Taylor Swift and Post Malone’s Regretful Duet, and 9 More New Songs


“I love you, it’s ruining my life,” Taylor Swift and a subdued Post Malone sing to each other, full of breathy regret, in “Fortnight,” the song that opens Swift’s new double album, “The Tortured Poets Department: The Anthology.” They’re both obsessing over a brief but unforgettable affair, even though both of the song’s narrators are now married — and, to make things worse, neighbors. “Your wife waters flowers, I wanna kill her,” Swift notes. The music is a measured march with vocal harmonies wafting through electronic spaces where the recriminations can smolder.

Greg Gonzalez, the songwriter behind Cigarettes After Sex, sets decadent, morbid, sex-and-drugs scenarios to plush, slow-motion retro-rock that David Lynch might appreciate. In “Dark Vacay” he’s taking pills, “sipping Château Lafite Rothschild” and listening “to the last message that you left/Then the voice from the suicide hotline.” He’s calm, even a little self-satisfied, as he invites someone to “Feel it all around you/Crash and fall.”

The arrangement is largely acoustic, yet there’s almost a trip-hop undertow to “Raat Ki Rani” (Urdu for “Queen of the Night”) by Arooj Aftab, the Grammy-winning, culture-fusing Pakistani singer who is now based in New York City. One piano note repeats throughout; Asian percussion supplies deep, deliberate syncopation, and Maeve Gilchrist’s harp swirls between verses. Aftab sings about allure and longing in a long-breathed melody suffused with melancholy poise.

Most of Claire Rousay’s discography has been wordless ambient music, full of ephemeral, edge-of-perception sounds. But her new album, “Sentiment,” is nominally a set of pop songs, with melodies and lyrics. It’s pop at its most fragile, attenuated and surreal. “Lover’s Spit Plays in the Background” — named for a Broken Social Scene song — is a ballad of lonely self-assessment, set to delicate guitar picking, cello drone tones and eerie reverberations. “For the most part I hate me too,” Rousay sings, with her voice electronically filtered, alienated even from herself.

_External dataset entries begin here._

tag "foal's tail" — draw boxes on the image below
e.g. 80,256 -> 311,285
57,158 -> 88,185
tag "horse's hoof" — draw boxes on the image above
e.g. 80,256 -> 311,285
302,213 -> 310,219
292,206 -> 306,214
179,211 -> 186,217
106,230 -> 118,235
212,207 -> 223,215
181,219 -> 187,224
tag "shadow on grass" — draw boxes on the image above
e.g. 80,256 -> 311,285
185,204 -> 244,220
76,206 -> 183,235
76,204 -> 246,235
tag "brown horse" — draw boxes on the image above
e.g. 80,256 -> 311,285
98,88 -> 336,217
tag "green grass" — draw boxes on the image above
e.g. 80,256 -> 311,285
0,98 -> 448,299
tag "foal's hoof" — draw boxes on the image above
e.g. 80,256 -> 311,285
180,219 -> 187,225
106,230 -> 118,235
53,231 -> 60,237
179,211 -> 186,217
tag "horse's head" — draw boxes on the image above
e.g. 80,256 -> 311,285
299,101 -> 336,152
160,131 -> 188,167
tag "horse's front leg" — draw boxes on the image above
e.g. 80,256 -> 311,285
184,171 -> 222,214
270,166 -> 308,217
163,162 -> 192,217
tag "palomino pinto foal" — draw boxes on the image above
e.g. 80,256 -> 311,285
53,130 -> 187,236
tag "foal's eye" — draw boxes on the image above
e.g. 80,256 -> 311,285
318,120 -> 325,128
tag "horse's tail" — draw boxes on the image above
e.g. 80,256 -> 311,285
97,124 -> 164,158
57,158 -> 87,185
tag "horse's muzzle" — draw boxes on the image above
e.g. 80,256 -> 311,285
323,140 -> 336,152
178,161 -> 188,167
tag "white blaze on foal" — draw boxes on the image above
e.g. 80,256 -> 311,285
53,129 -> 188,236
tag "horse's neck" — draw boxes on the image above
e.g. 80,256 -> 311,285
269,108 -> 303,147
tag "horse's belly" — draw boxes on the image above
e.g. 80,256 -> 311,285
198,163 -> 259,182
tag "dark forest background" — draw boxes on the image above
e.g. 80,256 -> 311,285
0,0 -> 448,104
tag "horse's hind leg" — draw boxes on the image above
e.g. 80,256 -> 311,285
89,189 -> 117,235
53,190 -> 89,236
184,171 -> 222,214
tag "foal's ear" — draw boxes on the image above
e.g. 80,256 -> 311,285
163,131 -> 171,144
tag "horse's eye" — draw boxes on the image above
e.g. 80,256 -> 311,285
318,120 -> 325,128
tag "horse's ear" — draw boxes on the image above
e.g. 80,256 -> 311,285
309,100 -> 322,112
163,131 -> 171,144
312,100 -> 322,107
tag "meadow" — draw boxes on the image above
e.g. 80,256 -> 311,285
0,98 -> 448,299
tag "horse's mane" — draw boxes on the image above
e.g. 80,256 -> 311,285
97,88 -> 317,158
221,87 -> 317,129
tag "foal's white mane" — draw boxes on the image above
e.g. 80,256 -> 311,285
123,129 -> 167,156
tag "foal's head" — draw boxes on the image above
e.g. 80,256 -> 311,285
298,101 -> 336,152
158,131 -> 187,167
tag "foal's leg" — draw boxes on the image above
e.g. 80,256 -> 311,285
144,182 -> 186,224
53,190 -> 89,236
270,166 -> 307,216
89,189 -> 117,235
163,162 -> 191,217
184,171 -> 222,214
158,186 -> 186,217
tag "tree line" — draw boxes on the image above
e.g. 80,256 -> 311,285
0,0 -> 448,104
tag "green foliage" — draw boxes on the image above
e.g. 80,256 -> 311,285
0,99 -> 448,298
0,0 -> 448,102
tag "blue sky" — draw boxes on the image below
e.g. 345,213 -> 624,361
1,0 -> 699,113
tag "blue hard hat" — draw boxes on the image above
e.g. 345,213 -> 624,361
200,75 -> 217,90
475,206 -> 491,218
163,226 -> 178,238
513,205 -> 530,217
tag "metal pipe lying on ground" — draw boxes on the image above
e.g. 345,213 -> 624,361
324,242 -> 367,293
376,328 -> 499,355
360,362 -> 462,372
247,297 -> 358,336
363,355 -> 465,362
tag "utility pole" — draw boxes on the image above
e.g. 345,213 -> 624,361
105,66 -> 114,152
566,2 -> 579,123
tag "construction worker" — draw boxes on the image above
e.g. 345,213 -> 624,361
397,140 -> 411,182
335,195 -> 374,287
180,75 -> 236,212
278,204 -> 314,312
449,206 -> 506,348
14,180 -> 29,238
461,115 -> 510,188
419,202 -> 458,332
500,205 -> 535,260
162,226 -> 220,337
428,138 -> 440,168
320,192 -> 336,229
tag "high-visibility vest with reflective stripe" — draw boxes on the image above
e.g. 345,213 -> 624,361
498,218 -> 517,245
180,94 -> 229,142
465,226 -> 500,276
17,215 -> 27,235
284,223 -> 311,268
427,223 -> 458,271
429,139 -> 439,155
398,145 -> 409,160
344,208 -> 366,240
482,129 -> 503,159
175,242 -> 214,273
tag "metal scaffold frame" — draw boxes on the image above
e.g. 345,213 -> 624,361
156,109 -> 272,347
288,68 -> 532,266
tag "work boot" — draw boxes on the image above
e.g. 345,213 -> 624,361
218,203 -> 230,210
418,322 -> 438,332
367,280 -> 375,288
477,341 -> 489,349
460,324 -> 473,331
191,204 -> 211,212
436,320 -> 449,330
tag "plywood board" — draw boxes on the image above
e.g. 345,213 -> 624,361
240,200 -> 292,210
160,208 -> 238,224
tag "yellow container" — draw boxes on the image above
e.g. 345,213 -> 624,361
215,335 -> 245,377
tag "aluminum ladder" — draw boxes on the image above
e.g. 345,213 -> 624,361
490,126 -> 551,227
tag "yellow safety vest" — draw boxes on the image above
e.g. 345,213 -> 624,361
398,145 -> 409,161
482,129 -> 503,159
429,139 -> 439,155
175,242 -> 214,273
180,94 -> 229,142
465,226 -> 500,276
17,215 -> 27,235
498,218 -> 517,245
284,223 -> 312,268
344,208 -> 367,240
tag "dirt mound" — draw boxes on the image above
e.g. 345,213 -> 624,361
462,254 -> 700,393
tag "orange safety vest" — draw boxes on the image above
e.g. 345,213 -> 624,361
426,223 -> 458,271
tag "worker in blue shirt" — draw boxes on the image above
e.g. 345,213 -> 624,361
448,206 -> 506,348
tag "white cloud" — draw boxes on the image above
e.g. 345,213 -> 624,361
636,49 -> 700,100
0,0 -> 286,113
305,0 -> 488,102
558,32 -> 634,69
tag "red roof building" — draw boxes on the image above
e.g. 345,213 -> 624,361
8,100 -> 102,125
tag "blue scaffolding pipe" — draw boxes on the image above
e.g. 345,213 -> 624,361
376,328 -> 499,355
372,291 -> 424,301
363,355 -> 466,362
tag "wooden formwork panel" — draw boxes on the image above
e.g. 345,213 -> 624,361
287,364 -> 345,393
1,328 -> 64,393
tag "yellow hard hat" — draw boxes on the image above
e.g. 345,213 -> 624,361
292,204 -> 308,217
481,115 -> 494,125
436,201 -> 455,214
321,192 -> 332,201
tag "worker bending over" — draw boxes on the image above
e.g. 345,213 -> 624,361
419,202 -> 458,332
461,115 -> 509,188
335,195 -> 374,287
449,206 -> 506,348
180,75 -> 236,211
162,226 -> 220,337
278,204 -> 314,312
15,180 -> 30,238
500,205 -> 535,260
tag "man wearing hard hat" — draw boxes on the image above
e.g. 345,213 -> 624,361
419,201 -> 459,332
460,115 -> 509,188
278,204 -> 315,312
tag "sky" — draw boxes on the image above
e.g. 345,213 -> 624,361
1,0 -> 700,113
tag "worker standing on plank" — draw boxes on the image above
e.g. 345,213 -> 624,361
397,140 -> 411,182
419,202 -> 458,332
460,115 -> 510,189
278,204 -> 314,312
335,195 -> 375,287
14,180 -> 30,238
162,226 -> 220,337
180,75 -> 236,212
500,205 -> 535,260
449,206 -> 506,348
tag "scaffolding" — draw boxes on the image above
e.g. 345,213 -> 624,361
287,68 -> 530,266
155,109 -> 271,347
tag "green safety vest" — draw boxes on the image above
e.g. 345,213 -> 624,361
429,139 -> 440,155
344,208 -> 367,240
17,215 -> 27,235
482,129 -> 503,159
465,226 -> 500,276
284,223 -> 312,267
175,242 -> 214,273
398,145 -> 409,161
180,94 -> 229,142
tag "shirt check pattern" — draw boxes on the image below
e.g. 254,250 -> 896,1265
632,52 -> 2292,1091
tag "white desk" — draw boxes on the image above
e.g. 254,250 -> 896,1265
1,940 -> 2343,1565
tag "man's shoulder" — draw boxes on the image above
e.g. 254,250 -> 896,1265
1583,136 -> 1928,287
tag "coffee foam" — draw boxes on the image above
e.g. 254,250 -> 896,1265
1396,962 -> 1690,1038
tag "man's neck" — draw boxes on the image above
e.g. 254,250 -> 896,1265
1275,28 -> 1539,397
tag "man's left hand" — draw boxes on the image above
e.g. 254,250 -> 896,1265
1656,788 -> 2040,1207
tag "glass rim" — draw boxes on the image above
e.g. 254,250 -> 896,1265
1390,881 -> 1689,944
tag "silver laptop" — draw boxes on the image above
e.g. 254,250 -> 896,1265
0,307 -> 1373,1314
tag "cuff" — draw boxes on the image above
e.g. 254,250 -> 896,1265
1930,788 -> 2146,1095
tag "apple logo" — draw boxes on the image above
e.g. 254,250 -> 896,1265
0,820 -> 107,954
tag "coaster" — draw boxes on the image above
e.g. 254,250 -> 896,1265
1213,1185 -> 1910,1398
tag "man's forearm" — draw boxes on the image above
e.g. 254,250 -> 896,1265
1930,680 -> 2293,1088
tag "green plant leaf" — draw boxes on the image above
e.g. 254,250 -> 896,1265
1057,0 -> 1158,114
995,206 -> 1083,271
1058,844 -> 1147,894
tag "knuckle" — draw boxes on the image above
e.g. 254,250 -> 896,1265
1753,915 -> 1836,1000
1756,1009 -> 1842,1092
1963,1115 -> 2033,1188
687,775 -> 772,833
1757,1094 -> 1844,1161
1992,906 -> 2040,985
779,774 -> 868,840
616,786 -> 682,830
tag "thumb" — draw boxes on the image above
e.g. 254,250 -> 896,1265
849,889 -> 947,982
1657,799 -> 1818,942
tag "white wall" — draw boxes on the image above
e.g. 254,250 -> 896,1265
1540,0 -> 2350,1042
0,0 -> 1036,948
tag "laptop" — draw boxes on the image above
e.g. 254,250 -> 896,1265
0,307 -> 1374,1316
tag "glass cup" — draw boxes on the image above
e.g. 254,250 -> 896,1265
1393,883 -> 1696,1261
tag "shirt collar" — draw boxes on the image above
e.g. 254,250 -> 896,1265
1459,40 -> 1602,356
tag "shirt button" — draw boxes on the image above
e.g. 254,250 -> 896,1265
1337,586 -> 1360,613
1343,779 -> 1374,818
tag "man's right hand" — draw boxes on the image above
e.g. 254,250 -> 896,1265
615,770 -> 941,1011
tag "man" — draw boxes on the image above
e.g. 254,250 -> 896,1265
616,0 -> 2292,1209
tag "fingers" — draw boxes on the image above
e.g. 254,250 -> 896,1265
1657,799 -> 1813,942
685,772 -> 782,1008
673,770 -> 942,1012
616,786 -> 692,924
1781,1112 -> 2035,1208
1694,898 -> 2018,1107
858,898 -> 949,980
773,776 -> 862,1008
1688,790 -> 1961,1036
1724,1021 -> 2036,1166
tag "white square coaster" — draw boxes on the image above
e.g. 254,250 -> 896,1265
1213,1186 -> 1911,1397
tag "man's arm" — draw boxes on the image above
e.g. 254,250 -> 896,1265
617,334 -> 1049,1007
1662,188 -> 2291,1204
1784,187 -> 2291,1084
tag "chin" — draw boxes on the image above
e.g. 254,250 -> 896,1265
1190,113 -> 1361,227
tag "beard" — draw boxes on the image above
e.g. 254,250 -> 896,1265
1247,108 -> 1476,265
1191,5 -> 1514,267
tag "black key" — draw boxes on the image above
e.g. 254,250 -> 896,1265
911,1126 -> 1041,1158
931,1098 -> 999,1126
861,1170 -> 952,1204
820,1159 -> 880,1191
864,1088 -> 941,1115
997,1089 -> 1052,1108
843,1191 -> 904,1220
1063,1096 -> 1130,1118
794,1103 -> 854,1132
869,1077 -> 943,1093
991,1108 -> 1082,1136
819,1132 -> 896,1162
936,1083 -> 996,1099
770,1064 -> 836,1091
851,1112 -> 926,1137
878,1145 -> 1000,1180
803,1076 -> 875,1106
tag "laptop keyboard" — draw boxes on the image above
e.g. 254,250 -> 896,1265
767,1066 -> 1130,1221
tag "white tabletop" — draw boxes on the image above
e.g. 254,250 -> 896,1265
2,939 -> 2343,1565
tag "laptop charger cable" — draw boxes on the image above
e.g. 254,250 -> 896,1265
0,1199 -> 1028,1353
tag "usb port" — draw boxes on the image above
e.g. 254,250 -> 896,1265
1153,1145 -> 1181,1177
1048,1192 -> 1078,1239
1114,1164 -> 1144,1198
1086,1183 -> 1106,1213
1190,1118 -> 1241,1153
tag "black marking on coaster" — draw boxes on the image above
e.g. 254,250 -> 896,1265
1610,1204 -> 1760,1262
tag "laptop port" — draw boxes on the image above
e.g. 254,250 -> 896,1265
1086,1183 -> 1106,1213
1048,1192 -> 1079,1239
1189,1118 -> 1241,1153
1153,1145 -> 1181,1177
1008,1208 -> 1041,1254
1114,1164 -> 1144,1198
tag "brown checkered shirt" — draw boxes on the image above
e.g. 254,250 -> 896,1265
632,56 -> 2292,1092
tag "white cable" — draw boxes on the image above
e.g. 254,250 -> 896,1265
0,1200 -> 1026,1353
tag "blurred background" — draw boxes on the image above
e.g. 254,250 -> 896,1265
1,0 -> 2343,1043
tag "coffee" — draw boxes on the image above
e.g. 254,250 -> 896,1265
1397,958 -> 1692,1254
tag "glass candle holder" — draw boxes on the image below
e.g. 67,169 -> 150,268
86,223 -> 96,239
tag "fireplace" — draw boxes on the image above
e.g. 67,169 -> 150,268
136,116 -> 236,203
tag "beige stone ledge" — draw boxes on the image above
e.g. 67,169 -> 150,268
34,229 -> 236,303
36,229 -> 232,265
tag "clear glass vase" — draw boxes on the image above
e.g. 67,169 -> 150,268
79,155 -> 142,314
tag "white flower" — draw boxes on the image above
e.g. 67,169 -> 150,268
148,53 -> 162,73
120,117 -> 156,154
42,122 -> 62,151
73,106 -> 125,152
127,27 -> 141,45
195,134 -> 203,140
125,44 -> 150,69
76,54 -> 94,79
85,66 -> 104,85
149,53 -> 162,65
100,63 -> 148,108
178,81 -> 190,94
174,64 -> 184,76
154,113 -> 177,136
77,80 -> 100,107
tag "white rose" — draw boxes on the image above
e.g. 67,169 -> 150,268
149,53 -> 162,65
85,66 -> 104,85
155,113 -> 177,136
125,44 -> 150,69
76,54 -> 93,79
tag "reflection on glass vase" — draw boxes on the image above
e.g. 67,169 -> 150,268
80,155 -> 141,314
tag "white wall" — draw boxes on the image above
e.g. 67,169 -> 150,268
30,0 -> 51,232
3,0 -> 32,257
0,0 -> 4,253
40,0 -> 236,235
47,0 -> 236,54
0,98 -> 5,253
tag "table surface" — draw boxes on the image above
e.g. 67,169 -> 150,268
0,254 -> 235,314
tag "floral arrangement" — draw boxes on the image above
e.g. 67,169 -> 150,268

The guitarist and songwriter Ben Seretan has a catalog that encompasses songs and instrumentals, quiet ambient tracks and blaring rock. “New Air,” from his coming album “Allora,” presents one more facet. Recorded in 2019 with a power-trio lineup of guitar, bass and drums, it’s a jammy, droney, eight-minute song that circles back to the refrain “We breathe new air for the first time.” It hints at kraut-rock and psychedelia, eases back for an occasional vocal and builds to pummeling, skirling peaks.

In 2016, Yannis Philippakis, the guitarist and lead singer from Foals, seized a chance to record in Paris with a band led by Tony Allen, the drummer who pioneered Fela Kuti’s Afrobeat and died in 2020. Now he has gotten around to finishing five songs for an EP, “Lagos Paris London,” due August 30. “Walk Through Fire” rides a crackling, ever-surprising Allen beat — there’s no telling where a quick little drumroll will erupt — and increasingly distorted guitar riffs, while Philippakis summons the apocalyptic tone of Jim Morrison, howling, “The city burns while it says my name.”

Self-doubt gives way to determined hope in “Light as Grass” by the English songwriter Lucy Rose. She wonders whether someone else can ever understand her; she’s willing to take the chance. The structure matches the thought process. For much of the song, she plays blunt piano chords that map a tricky, fluctuating meter. But as she reaches the chorus — “I saw you” — all that uncertainty is swept into a waltz.

Richard Thompson has been writing steely, stoic British trad-rock songs since the 1960s. His latest, “Freeze,” is from his next album, “Ship to Shore.” With rumbling drums, a crisp mandolin and brief, probing solos from Thompson’s electric guitar, the song jigs its way through typically bleak Thompson predicaments — “Another day without a dream/Without a hope, without a scheme” — for characters frozen at a moment of decision.

Dusty piano arpeggios carry “How It Starts” by the off-again, on-again trio Loma, whose members overcame career and geographical separations to record a new album, “How Will I Live Without a Body?” The song itself suggests a tentative but inevitable reunion: “This is how it starts to move again,” Emily Cross sings, as Jonathan Meiburg (from Shearwater) and Dan Duszynski build an arrangement behind her, gathering heft as they reconvene.

Kenny Wollesen — a percussionist who has played with Tom Waits, Laurie Anderson, Bill Frisell, John Zorn and many others — leads Latrala, a jazz quintet laced with electronics. ‘Uptown,’ from an album due May 3, revolves around a two-chord vamp that’s layered with multiple little vibraphone motifs and melodies, sometimes flipped backward. Meanwhile guitar and saxophone wrangle on the sidelines. It’s a meditation that simmers with internal drama.